By: Pallavi Vathiar. Practicing Clinical Nutritionist, Mumbai.
Who gets PCOS?
Polycystic ovarian syndrome (PCOS) is a multifaceted disorder characterized by varying clinical presentations and is a common endocrine disorder predominantly affecting women of reproductive age with prevalence ranging from 2.2% to 26% (1).
However, most women find out they have PCOS in their early 20s and 30s, when they have problems getting conceived But it can occur at any age after puberty.
What are the symptoms of PCOS?
Levels of Androgens such as testosterone (male sex hormones) are higher in women who have PCOS than normal in women. This partly explains some of the unpleasant side effects of PCOS, such as excess facial hair, a deeper voice and irregular periods including other symptoms like acne, thinning of hair, brittle nails, weight gain, etc.
PCOS is also linked to other health problems, including: Diabetes, High blood pressure, Unhealthy cholesterol, Sleep apnea, Depression and anxiety, Endometrial cancer, etc.
How Protein Helps in PCOS?
For women with polycystic ovary disease (PCOS), increasing dietary protein may be a helpful strategy for preventing all common complications of the condition.
The potential mechanisms that account for weight loss associated with high-protein diets involve increased secretion of satiety hormones , reduced ghrelin secretion, increased thermic effect of food and protein-induced alterations to improve glucose homeostasis (2).
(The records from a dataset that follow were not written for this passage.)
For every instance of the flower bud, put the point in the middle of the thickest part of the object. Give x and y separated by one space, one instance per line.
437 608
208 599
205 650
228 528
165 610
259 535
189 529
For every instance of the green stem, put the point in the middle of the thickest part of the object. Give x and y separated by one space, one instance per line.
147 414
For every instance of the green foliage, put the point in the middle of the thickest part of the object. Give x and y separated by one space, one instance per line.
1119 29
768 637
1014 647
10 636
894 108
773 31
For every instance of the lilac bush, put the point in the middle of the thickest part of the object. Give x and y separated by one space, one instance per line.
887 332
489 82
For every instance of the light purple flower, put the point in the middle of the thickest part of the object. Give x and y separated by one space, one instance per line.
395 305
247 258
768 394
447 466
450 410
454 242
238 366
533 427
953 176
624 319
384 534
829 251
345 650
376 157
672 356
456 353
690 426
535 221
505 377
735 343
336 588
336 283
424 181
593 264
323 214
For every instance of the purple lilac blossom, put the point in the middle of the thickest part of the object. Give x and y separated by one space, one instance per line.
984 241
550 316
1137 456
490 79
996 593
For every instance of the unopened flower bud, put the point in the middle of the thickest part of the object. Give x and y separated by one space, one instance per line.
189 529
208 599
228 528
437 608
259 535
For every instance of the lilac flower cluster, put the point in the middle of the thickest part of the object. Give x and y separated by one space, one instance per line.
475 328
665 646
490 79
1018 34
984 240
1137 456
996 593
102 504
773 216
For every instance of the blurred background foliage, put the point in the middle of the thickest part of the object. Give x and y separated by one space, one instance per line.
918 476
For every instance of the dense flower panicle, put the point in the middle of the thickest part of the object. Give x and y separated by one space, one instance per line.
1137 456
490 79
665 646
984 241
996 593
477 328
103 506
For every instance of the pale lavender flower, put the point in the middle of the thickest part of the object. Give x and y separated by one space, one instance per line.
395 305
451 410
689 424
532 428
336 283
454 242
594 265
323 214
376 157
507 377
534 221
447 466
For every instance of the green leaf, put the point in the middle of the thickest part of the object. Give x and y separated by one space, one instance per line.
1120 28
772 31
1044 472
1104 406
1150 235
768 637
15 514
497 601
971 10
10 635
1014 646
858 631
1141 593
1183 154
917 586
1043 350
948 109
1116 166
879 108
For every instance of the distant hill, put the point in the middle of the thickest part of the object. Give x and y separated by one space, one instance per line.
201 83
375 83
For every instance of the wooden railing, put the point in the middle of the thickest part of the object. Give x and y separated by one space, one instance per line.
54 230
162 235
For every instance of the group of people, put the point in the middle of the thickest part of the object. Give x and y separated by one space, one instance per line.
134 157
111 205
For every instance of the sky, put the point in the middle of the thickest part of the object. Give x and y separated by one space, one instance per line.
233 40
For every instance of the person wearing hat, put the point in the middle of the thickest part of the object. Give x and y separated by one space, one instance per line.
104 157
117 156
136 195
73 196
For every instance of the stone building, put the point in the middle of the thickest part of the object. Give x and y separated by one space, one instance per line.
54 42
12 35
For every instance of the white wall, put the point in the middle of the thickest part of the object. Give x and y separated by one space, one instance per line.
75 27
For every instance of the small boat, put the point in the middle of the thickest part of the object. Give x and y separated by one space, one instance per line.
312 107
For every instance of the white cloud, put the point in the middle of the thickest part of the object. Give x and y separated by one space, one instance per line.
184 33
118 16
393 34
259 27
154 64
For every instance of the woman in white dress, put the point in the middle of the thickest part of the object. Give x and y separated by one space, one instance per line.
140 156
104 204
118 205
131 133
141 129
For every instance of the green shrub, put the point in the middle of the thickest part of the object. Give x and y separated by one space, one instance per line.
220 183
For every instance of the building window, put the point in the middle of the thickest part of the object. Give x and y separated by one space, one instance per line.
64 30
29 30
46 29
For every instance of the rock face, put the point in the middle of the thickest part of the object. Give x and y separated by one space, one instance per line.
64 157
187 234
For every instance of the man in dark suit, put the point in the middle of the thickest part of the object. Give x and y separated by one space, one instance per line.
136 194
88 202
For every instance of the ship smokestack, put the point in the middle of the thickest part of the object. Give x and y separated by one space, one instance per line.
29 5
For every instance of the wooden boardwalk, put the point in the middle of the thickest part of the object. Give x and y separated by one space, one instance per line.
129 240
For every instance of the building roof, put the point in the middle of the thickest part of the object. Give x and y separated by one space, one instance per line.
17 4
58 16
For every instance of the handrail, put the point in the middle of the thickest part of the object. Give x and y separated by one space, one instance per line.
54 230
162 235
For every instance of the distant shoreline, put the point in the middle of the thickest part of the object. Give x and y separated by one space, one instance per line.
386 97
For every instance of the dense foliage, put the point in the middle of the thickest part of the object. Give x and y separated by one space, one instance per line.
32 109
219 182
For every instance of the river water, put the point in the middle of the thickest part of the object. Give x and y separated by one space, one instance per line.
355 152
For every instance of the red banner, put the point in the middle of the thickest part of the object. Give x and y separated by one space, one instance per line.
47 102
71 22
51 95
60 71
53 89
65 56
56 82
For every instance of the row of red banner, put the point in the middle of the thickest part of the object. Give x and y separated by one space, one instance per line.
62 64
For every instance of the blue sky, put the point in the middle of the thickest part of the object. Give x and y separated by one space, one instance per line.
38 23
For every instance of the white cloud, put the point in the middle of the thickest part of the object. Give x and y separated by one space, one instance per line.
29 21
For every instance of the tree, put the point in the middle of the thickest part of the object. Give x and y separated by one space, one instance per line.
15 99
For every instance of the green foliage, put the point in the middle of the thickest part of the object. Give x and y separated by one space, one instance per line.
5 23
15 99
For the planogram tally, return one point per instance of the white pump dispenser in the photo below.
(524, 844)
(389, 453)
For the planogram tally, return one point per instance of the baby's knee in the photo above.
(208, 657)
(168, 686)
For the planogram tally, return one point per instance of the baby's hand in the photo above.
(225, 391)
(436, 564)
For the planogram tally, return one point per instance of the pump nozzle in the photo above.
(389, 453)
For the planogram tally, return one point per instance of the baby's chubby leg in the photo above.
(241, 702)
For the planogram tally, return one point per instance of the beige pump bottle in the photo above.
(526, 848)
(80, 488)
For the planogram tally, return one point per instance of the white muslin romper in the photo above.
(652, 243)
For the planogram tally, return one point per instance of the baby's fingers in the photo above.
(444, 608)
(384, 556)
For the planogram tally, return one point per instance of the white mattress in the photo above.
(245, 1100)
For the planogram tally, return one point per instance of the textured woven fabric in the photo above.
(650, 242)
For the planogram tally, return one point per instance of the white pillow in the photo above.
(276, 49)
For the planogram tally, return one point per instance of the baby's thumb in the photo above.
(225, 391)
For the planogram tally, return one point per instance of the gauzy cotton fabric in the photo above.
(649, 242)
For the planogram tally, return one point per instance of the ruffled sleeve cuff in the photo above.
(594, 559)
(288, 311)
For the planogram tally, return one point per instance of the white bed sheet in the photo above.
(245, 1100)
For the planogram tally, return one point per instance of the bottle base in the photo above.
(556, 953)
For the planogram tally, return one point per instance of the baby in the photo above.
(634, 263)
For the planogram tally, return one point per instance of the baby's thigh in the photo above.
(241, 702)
A study conducted by Moran LJ et al found that free androgen levels were much lower in women with PCOS when following a high-protein diet (30% protein), compared to a low-protein diet (15% protein). (3)
Insulin in PCOS:
In young women with PCOS, high insulin levels can cause the ovaries to make more androgen hormones such as testosterone. This can cause increased body hair, acne, and irregular or few periods. Having insulin resistance can increase your risk of developing diabetes (4).
Insulin resistance in PCOS can be a post-binding defect in insulin receptor signaling pathways, and elevated insulin levels may have gonadotropin-augmenting effects on ovarian function. Hyperinsulinemia may also result in suppression of hepatic generation of sex hormone–binding globulin (SHBG), which in turn may increase androgenicity. (5)
As per a 6 months trial conducted by Sørenson et al, involved 57 women with PCOS who were given either a standard diet (less than 15% of energy from protein and 30% from fat) or a high-protein diet (more than 40% of energy from protein and 30% from fat). After six months, women given the high-protein diet had greater weight loss 7.6 kgs (16.9 pounds) and greater loss in body fat 6.3 kgs (14.1 pounds) as well as significantly reduced waist circumference. (6)
Is there a cure for PCOS?
There is no cure yet, but there are many ways you can decrease or eliminate PCOS symptoms and feel better.
Losing as little as 5% excess weight can help women ovulate more regularly and lessen other PCOS symptoms. The ideal way to do this is through nutrition and exercise. You may feel that it is difficult to lose excess weight and keep it off, but it is important to continue the effort (7).
Few Helpful Guidelines For PCOS
– Maintain a healthy weight with a healthy diet.
– Exercise regularly.
– Keep a track of your ovulation cycle.
– Keep your mind and body stress-free with meditation and Yoga
– Get at least 6-8hrs of sleep.
– Stay hydrated.
– Take herbal supplements only if necessary.